We extracted three factors from the 17 steroid concentrations based on the parallel analysis and scree plot. Multiple steroids from the major steroid classes loaded strongly on separate factors resulting in factors that corresponded surprisingly well to separate steroid classes (Table 1). Steroids within a single class were not the only ones loading on a factor however, and steroids from other classes also loaded on each factor (Table 1). For example, Factor 1 comprised seven positively loaded glucocorticoids, two positively loaded androgens, and one negatively loaded progestogen (DHP). Factor 2 comprised five positively loaded progestogens as well as one estrogen (estradiol), and one glucocorticoid (cortisone). Factor 3 comprised three positively loaded sex steroids (three androgens), one progestogen (DHP) and four glucocorticoids. Most steroids loaded strongly on a single factor except for cortisol, cortisone, and androstenedione which loaded positively on all three factors. Additionally, the progestogen DHP loaded negatively on Factor 1 and positively on Factors 2 and 3. Testosterone and dihydrocortisone both loaded positively on Factors 1 and 3 (Table 1). Thus, although steroids within classes tended to co-vary, several steroids from different classes also played roles across more than one factor. For each steroid, the three factors together explained much of the variance within eggs (h2 in Table 1).

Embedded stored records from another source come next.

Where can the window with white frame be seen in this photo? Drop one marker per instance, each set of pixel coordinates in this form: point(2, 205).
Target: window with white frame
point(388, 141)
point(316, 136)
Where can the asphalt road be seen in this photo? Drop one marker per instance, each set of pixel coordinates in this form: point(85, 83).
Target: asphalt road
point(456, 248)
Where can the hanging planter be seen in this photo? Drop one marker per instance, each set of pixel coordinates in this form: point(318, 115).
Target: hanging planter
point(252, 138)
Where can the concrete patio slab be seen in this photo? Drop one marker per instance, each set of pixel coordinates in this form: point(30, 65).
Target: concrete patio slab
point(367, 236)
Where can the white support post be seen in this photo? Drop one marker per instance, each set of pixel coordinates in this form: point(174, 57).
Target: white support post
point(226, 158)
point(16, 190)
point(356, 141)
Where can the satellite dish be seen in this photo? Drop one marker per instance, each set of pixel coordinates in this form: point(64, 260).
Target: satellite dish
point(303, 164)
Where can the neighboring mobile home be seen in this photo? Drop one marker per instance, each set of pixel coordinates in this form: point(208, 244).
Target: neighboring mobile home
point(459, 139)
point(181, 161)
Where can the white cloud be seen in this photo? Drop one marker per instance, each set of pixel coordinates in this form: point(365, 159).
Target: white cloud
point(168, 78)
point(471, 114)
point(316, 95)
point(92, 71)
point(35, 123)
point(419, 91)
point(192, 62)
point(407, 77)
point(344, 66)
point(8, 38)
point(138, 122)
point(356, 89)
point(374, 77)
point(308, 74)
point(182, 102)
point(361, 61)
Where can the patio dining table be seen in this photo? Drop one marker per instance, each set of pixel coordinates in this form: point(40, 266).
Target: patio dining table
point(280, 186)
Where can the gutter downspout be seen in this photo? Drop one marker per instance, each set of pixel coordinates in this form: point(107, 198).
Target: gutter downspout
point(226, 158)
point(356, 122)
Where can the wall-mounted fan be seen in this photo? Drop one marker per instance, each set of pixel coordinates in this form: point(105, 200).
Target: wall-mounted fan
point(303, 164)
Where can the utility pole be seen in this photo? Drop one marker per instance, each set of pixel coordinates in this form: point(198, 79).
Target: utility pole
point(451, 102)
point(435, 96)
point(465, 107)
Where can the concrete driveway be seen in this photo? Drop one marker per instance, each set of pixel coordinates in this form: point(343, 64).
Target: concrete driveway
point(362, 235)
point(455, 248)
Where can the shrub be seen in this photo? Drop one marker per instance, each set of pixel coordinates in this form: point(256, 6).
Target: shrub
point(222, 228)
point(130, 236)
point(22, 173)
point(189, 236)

The CPC analysis suggests that the three predation regimes likely share three common principal components (all CPC vs 3CPC: AIC = 533.47; 3CPC vs 2CPC: AIC = 571.21; 2CPC vs 1CPC: AIC = 579.60; 1CPC vs unrelated: AIC = 597.60). The PCs (or factors) from the three regimes are unlikely to show equality or proportionality (Equality vs Proportional: AIC = 792.40; Proportional vs CPC: AIC = 743.54). Note that ‘Lake’ cannot be specified in these analyses, so we interpret these analyses with caution since we cannot account for the substantial variation among lakes.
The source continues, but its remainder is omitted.